The key was Jesus. Even then, it was not a striking personality, nor a wonderful teaching or programme. What he talks about is the greatness he saw, especially when Jesus was Transfigured. That was quite an experience – but Peter’s faith wasn’t built on an “experience”. It was a time when everything came together, and he “saw” it, and understood – and that would motivate him through dark and difficult times.

What did he see? A glimpse of reality. A reality in which God is involved with his creation, and so everything is seen in a new light. A glimpse of holiness, of Jesus talking with 2 great leaders for God about what was truly important, about something which would have significance for ever. A glimpse of heavenly beings, in communication which had understanding and purpose.

Peter sees, and his confidence grows in the one identified as God’s Son, and he moves on. He draws attention to the message of the prophets verse 19, and the need to be guided by the Holy Spirit verse 21.

We read this passage before Lent, to remind us that it is not just a time to give up some trivial indulgence, and enjoy being miserable. It is time to think about our motivation, what feeds it and what obstructs it. Some motivations in Christian life just don’t work – and we see people give up.

Against that we set, not some subjective experience, but the greatness and glory of God revealed in Jesus. We may come to understand at different times, but we also need to know about

  • the reality
  • the holiness
  • and the communication

so that we set out on our journey to heaven with determination, and energy, and skill.

It may be that you know how to sort out your motivation; or perhaps you just need to listen to people like Peter, writing to convince you.

Risks everywhere

How do you feel about taking risks? Do you enjoy being scared? For that matter, what do you think Christian faith has to say about taking risks?  This isn’t just a rhetorical opening. I want you to think clearly and have an answer: Does Christian faith encourage risk taking – if so, what sort and when? Does Christian faith discourage risk taking – again, what sort and when?

Jesus tells a story (Matthew 25:14-30) which involves huge amounts of money – a talent was a labourer’s wage for 15 years!!! – so the 3 are given, say £1m, £1/2 m and a mere £200,000. The stakes are high, the servants are not being asked to do odd jobs in their spare time.

How might this apply to us? In my part of the Church we are being asked to move to working in Ministry Areas. – Fewer paid priests, but using the gifts of more people. Parishes working together in areas, with more opportunity to do things that could not be done in one Parish alone. Risks? High stakes? Changes – yes, its all there.  But you might say that these things are part of normal Christian life, mightn’t you?
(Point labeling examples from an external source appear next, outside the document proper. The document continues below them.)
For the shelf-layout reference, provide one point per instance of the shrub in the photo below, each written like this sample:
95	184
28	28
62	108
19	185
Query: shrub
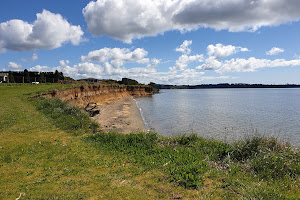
65	116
The challenge, of course, is to take that positively. Not “It’ll never work!”, “Seen it all before”, “You can’t expect me to . . “ negativity, but – well, let’s see what the parable (or is it an allegory?) offers:

Jesus is the master, and the Church members are the slaves. In a difficult time, we are given gifts and the wits to use them – and will be judged on our energy and inventiveness. The gifts may not be evenly distributed, but we all have something to use, – and the amounts are huge!

We might think of spiritual gifts and physical ones, people skills and technical know-how, but don’t forget education, time and money. All of these are given (never owned, just borrowed) for a purpose.

The third slave fails, because he does not understand – perhaps does not want to! His master requires that he be inventive, take risks, and be fruitful. Not bothering, minding his own business, cultivating his resentments, is failure – and a failure for which he is rightly condemned. He has not done what is required of him. [It’s true we might say that God is not like the master, who appears harsh and unreasonable – we have reason to say God is not like that. But the parable makes the point that the servants were given – or loaned – these talents in the expectation, a reasonable expectation, that they would make the best use of them they could.]

What do you think about the future? There’s good and bad, of course, and change which is never easy. But more important, What are you going to do about it? Given a chance, an opportunity, how will you react?

Go back to the beginning. What did you think the Christian faith had to say about taking risks? It’s true that in general we might be expected to be careful, but I hope you understand what this parable has to say. It is important now, not because of the present position of the Church in society, but because the Christian faith requires, of all its members,

  • that they receive different gifts from God
  • and use those gifts, energetically and creatively, in his service

It’s not use coming back and saying “there wasn’t a safe option”; of course there isn’t. Get out there and take risks – that is what is required, and required of you, now, in Christian mission.